The Bush administration's plans to shake up US financial market regulation are "too short on action," Democratic presidential candidate Hillary Clinton said on Sunday, laying out her own set of proposals to address the issue.
Clinton, a senator from New York, called for new standards governing mortgage lenders, more independence for rating agencies, a 30 percent annual interest rate cap on all credit cards and more immediate authority for the Federal Reserve to regulate financial institutions.
Her comments, made to Reuters in an interview, come a day before U.S. Treasury Secretary Henry Paulson unveils proposals for broad reform of financial regulation.
"There is still a very serious gap between what the administration is proposing and the immediate crisis that we face," Clinton told Reuters.
"Although I appreciate and agree with some of the recommendations, the blueprint is simply too short on action," said Clinton, who is battling Illinois Sen. Barack Obama to become the Democratic nominee for November's presidential election.
Clinton called for new legislation to make mortgage originators -- people or organizations that start the process of organizing a loan -- subject to minimum licensing, supervision and capital requirements similar to rules that apply to banks.

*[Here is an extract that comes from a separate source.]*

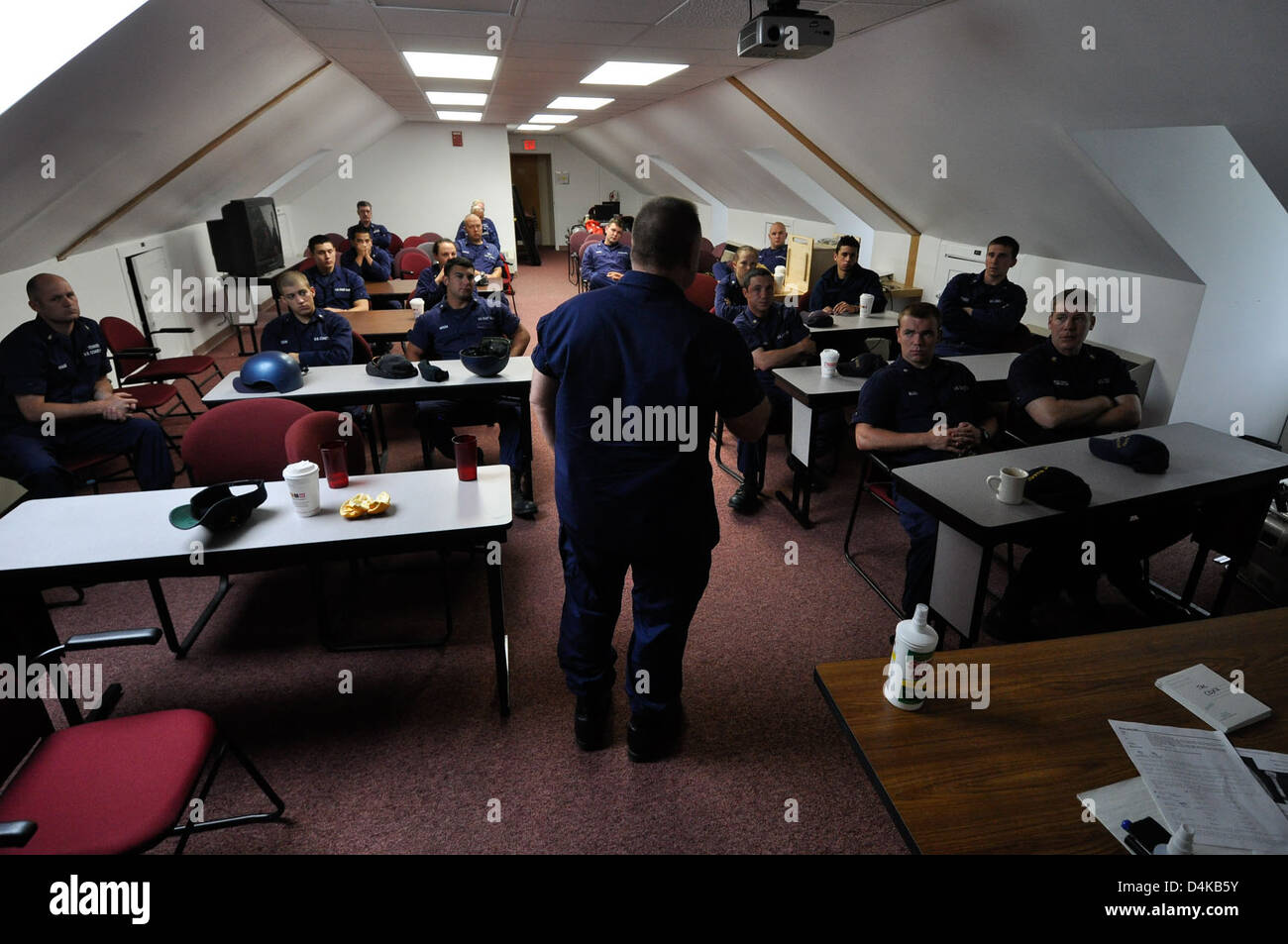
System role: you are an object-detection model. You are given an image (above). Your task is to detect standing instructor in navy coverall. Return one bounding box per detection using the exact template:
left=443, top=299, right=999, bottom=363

She dismissed the Bush administration's proposal to establish a commission to address the issue as "too little too late."
Clinton declined to comment on whether she would reappoint Federal Reserve Chairman Ben Bernanke if she were elected president.
"I think that he inherited some difficult problems," she said of the Fed chair. "He's obviously aware of the move toward greater regulation, but no one is yet meeting the immediate needs in the way that I think we should."